Alat tersebut difungsikan untuk mengangkut eceng gondok dari perairan menuju daratan, sebelum akhirnya dibawa ke tempat pembuangan sampah.
“Situ Bagendit adalah salah satu kebanggaan daerah yang harus kita jaga. Kami ingin memastikan proses ini berjalan efektif,” ujar Maruli.
Dari total 55 hektare perairan yang tertutup eceng gondok, sejauh ini tim berhasil membersihkan 20 hektare atau sekitar 35 persen.
Menurut Maruli, perawatan dengan metode ini baru pertama kali dilakukan di Situ Bagendit.
Saat ini, pembersihan baru bisa dilakukan dengan satu set alat, namun ke depan jumlahnya akan ditambah menjadi empat set untuk mempercepat proses.
Terkait pengolahan eceng gondok, Maruli mengungkapkan pihaknya masih mencari metode yang paling tepat.
“Sementara ini eceng gondok kita bawa ke TPS supaya tidak menimbulkan bau.
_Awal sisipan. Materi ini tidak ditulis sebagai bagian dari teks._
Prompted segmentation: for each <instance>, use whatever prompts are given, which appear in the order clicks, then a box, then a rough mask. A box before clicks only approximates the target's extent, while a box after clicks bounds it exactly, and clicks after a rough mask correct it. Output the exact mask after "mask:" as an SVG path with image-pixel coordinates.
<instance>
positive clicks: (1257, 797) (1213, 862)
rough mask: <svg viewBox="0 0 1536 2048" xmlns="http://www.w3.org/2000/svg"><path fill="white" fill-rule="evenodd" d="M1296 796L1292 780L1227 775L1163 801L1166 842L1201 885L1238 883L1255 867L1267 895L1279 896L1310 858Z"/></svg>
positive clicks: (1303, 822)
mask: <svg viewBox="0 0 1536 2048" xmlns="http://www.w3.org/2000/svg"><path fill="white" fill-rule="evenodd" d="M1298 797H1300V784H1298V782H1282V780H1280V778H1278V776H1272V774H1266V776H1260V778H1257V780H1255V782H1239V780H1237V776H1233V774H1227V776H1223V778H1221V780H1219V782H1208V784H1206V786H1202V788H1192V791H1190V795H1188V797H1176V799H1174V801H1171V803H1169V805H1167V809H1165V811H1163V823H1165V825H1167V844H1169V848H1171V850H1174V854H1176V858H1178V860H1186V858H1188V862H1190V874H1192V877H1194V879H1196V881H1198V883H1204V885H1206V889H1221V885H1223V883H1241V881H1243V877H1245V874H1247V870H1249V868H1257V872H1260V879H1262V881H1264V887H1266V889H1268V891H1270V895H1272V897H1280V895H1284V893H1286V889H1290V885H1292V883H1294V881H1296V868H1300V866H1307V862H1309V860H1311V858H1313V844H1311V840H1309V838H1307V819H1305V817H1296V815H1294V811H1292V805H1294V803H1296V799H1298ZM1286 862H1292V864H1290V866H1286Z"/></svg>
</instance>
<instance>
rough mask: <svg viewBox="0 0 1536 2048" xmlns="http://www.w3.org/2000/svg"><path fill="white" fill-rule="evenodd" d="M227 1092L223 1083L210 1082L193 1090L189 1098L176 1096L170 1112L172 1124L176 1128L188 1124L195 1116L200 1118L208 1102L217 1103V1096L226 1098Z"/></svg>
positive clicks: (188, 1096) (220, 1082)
Ke depannya akan dicari cara pengolahan yang bermanfaat,” katanya.
Pembersihan eceng gondok di Situ Bagendit ditargetkan selesai dalam waktu empat bulan.
Jika berhasil, danau yang selama ini tertutup tanaman air akan kembali menampilkan keindahan aslinya dan bisa dinikmati kembali oleh wisatawan maupun masyarakat sekitar.